By improving its employee experience, IBM Canada knows that employees are more likely to not only work with the company, but stay and help it grow – and ultimately, provide better service to clients, Faichnie says.
“Surveys and statistics show that employees that are proud of the company they work for deliver better customer service,” she notes.
And just like its products and solutions, the company applies its ethos of innovation to multiple facets of HR, Faichnie says.
Innovating performance management
Unlike the company’s dedication to research and patent applications, IBM’s current performance management strategy isn’t even a year old – but like many of its newest technological breakthroughs, it was driven by big data, Carrie Altieri, IBM’s vice-president of communications for HR, says.
“There’s almost no area of HR at IBM that hasn’t been reinvented because of data,” she says. “There are hundreds of data scientists within IBM that are looking at HR… and the surprising reality is that the one skill expected more from HR people than ever before is analytics capabilities.”
Much of the reason for IBM’s reliance on HR data lies, of course, with the sheer scale of its operations: the company has hired more than 100,000 new employees worldwide since January 2015, including 30,000 since January alone.
“If you look at our current portfolio, IBM is a very different business than when I started over 10 years ago,” Altieri says. “All of this analytics and cloud computing and helping clients design their web interface… that’s all work that we were not doing years ago, but we’re doing it now. So we need those skills.”

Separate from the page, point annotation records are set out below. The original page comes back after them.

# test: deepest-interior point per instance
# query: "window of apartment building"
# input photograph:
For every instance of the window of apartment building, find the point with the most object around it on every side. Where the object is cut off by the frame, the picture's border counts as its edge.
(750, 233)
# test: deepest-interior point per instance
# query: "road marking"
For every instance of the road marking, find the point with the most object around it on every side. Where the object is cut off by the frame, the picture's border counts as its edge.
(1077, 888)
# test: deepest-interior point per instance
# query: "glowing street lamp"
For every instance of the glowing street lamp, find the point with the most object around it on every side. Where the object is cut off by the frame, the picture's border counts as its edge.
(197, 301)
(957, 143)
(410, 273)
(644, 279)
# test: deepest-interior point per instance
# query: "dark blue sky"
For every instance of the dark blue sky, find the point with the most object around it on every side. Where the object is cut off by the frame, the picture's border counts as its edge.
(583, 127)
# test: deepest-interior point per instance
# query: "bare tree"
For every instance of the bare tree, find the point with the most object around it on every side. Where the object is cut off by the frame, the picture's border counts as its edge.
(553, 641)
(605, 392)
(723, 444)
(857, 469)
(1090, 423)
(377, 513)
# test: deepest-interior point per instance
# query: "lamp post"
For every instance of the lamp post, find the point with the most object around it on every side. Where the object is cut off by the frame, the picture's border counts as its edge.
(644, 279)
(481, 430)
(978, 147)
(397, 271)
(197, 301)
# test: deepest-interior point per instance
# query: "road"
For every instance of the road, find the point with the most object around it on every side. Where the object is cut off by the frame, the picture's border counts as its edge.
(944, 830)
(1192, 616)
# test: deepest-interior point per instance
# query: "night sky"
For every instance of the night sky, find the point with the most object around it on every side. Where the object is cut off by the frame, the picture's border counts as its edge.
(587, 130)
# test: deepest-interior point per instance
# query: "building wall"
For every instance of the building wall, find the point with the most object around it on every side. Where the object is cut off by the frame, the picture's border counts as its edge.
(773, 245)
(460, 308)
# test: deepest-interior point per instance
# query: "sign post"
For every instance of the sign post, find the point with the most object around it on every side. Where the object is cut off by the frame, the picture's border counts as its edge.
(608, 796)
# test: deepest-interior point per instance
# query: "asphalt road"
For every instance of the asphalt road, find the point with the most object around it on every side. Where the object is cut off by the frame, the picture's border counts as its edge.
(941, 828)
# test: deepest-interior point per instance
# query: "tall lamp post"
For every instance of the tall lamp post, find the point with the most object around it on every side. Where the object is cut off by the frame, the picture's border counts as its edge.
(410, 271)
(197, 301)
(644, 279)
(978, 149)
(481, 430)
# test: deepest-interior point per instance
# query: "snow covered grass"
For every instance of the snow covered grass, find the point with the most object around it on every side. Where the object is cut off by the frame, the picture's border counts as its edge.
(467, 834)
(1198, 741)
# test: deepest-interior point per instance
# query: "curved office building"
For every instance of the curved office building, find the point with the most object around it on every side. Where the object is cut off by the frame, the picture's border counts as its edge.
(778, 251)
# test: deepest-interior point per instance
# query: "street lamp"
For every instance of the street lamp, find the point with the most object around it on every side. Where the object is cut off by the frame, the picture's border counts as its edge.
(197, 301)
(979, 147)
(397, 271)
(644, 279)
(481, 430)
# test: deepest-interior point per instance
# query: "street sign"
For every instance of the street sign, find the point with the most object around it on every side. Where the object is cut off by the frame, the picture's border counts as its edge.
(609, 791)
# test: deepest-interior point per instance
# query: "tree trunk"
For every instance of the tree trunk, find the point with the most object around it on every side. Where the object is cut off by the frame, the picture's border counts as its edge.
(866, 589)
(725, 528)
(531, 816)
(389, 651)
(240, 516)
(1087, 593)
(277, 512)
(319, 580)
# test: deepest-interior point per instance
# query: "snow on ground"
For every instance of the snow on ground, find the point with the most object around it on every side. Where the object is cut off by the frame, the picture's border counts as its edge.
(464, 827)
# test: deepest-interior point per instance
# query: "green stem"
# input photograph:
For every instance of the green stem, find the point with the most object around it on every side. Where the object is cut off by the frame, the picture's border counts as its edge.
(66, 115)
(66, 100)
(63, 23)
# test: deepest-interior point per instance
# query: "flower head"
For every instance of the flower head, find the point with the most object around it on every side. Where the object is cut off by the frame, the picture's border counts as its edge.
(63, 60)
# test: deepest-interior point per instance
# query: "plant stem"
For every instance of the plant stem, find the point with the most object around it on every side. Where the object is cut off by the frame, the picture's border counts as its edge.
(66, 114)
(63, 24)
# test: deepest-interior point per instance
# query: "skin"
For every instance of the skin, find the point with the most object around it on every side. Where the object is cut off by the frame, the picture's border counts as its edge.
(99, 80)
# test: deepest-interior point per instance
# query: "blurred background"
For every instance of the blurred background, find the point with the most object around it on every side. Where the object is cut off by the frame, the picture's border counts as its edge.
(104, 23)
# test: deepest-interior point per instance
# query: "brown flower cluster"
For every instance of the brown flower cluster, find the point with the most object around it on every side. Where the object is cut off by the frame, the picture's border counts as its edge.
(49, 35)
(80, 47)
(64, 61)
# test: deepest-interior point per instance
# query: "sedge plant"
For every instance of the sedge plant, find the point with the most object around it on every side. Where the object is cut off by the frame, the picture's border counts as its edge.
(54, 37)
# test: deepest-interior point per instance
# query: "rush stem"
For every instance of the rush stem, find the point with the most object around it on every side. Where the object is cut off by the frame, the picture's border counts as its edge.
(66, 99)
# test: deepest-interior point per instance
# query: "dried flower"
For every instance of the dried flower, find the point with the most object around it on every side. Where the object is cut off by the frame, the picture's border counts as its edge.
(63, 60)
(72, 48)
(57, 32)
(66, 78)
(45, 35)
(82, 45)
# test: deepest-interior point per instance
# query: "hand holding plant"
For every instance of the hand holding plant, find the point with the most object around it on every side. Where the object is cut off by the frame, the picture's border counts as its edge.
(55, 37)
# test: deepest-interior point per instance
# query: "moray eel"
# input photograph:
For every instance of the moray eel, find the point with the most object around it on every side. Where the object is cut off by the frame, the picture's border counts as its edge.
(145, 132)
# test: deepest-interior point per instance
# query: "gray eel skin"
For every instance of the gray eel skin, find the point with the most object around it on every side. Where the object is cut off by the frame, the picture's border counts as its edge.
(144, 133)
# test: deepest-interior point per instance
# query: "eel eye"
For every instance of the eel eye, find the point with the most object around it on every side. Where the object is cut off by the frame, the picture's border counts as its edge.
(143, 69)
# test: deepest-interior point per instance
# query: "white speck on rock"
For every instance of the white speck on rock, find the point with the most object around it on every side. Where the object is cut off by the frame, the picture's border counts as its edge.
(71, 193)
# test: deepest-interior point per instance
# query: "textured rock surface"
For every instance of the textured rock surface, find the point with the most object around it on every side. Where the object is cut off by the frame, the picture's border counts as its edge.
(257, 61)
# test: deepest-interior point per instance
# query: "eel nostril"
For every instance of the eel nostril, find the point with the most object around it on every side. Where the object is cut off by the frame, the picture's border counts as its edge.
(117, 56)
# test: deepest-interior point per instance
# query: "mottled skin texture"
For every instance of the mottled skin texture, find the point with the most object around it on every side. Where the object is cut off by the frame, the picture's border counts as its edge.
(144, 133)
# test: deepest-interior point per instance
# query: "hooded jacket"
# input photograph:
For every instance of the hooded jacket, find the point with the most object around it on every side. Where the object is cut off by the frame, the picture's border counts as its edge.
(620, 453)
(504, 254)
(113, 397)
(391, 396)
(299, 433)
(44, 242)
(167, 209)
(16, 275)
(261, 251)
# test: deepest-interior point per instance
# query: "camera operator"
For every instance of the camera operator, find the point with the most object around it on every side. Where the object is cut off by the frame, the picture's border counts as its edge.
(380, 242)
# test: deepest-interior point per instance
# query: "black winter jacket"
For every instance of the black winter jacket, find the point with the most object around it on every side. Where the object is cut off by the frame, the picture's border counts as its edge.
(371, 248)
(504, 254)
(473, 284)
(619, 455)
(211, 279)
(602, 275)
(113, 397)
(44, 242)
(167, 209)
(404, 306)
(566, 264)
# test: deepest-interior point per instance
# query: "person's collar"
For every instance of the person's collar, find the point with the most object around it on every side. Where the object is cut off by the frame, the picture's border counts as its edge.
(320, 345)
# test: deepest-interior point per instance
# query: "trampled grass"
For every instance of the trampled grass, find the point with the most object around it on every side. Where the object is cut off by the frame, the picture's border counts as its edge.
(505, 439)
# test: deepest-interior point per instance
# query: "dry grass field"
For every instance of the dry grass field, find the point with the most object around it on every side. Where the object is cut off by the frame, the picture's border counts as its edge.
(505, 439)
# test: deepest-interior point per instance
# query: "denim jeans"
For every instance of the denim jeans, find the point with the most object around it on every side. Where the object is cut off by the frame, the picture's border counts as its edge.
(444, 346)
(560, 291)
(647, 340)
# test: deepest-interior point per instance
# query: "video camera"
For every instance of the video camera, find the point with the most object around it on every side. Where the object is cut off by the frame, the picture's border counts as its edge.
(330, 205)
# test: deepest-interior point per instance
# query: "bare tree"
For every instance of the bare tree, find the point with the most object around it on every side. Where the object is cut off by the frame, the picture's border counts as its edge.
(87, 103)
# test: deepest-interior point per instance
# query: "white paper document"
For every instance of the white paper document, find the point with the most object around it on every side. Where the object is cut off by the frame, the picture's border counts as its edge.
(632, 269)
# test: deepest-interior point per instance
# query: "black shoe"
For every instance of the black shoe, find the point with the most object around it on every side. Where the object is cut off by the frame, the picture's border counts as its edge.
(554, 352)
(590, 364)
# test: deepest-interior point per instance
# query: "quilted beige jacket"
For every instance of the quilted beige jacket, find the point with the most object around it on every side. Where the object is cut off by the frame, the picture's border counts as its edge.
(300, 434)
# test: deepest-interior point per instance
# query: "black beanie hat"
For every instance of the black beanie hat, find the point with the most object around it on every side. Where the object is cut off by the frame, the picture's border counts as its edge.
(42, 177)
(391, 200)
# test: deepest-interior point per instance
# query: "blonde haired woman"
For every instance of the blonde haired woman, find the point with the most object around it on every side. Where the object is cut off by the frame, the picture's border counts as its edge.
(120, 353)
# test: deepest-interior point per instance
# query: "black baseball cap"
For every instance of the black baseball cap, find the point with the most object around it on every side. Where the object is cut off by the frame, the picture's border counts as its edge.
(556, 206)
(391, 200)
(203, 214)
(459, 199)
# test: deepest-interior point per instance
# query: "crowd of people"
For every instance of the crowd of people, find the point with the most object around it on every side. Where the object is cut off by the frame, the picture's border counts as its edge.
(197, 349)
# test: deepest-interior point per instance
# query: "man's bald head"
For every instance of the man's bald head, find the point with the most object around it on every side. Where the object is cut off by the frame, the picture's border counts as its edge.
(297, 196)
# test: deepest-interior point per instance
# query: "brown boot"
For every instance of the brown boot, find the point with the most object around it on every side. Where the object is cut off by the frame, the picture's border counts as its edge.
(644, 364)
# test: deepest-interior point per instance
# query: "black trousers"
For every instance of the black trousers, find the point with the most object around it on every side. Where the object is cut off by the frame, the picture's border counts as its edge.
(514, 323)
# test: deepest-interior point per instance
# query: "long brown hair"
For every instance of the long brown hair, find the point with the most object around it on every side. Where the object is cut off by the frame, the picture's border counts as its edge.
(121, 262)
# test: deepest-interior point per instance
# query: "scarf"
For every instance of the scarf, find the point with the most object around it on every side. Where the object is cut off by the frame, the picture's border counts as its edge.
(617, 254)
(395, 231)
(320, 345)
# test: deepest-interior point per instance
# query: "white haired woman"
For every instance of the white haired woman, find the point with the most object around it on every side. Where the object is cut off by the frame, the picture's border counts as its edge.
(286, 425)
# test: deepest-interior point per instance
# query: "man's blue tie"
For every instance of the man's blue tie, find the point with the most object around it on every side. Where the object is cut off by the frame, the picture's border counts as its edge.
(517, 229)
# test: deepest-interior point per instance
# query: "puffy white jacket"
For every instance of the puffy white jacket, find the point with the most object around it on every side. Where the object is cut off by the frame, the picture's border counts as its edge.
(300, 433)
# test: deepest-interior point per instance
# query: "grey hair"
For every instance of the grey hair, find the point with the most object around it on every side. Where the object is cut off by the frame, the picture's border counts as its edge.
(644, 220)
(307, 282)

Coming from the wider tech world and accustomed to user-friendly consumer experiences, many of these new hires expect their work life to be much more personalized, she says – that they will be asked for their opinion and that the company will act on it, a feature that was absent from IBM’s former annual performance review system, known as Personal Business Commitments.
“That system, which we had in place for more than a decade, was no longer aligned with how IBM-ers were working,” Altieri says. “It wasn’t even aligned to how work gets done anymore.”
And so, rather than convening a group of HR managers to design a new performance management system, the company’s HR department shifted its focus to soliciting ideas from employees, using Connections, IBM’s internal social media platform, to run roundtables and encourage feedback.
The company’s initial blog post asking employees to share their ideas for a new performance management system received more than 200,000 views alone, and staff collected nearly 100,000 comments from the project’s various blogs and physical roundtables.
“We wanted an online debate,” Altieri says. “Like, ‘You’re not really going to make any changes… You have the whole thing worked out, and this is all for theatre. You’re going to come out in two weeks and tell us your plan.’ We received comments like that.”
Using social listening technologies, the company also determined which demographics weren’t fully participating in the project – and made a point of including them in the roundtables.